BCE free cash flow generated in Q4 2016 was $923 million, or 0.8% higher than in Q4 2015. This was due to an increase in cash flows from operating activities and lower cash dividends paid on preferred shares as a result of timing of payments, partly offset by higher capital expenditures.


Seasonality considerations

Some of our segments’ revenues and expenses vary slightly by season, which may impact quarter-to-quarter operating results.

Bell Wireless operating results are influenced by the timing of our marketing and promotional expenditures and higher levels of subscriber additions and handset discounts, resulting in higher subscriber acquisition and activation-related expenses in certain quarters. In particular, subscriber activations are typically lowest in the first quarter, while adjusted EBITDA tends to be lower in the third and fourth quarters, due to higher subscriber acquisition and retention costs associated with a higher number of new subscriber activations and upgrades during the back-to-school, Black Friday and Christmas holiday periods. Additionally, wireless ARPU historically has experienced a seasonal sequential increase in the third quarter, reflecting higher levels of usage and roaming in the summer.

Bell Wireline revenues tend to be higher in the fourth quarter because of higher data and equipment product sales to business customers and higher consumer electronics equipment sales during the Q4 Christmas holiday period. However, this may vary from year to year depending on the strength of the economy and the presence of targeted sales initiatives, which can influence customer spending. Home Phone, TV and Internet subscriber activity is subject to modest seasonal fluctuations, attributable largely to residential moves during the summer months and the back-to-school period in the third quarter. Targeted marketing efforts conducted during various times of the year to coincide with special events or broad-based marketing campaigns also may have an impact on overall wireline operating results.

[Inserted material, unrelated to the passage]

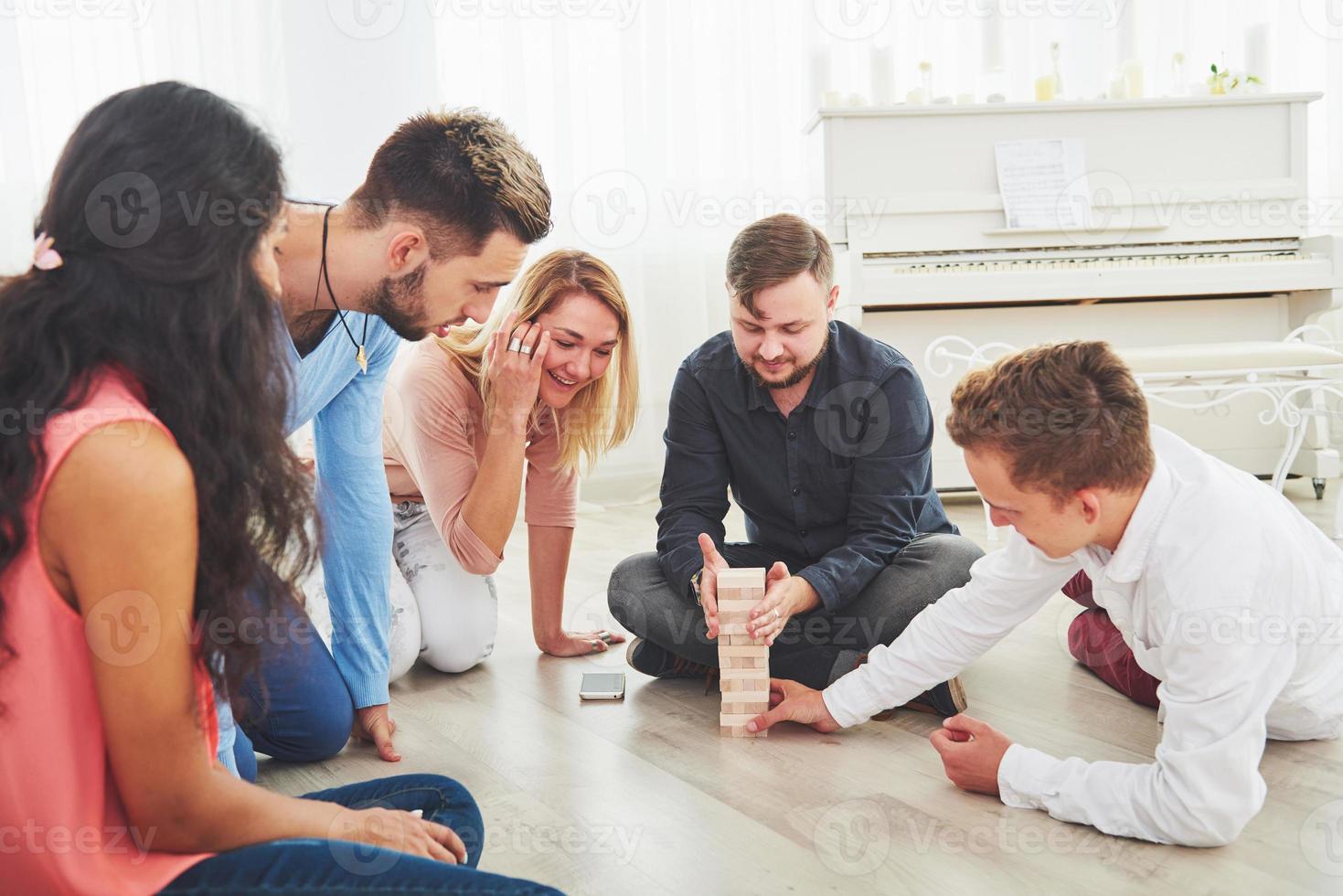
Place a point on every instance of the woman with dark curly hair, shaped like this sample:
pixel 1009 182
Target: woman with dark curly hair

Bell Media revenues and related expenses from TV and radio broadcasting are largely derived from the sale of advertising, the demand for which is affected by prevailing economic conditions, as well as cyclical and seasonal variations. Seasonal variations are driven by the strength of TV ratings, particularly during the fall programming season, major sports league seasons and other special sporting events such as the Olympic Games, NHL playoffs and World Cup soccer, as well as fluctuations in consumer retail activity during the year.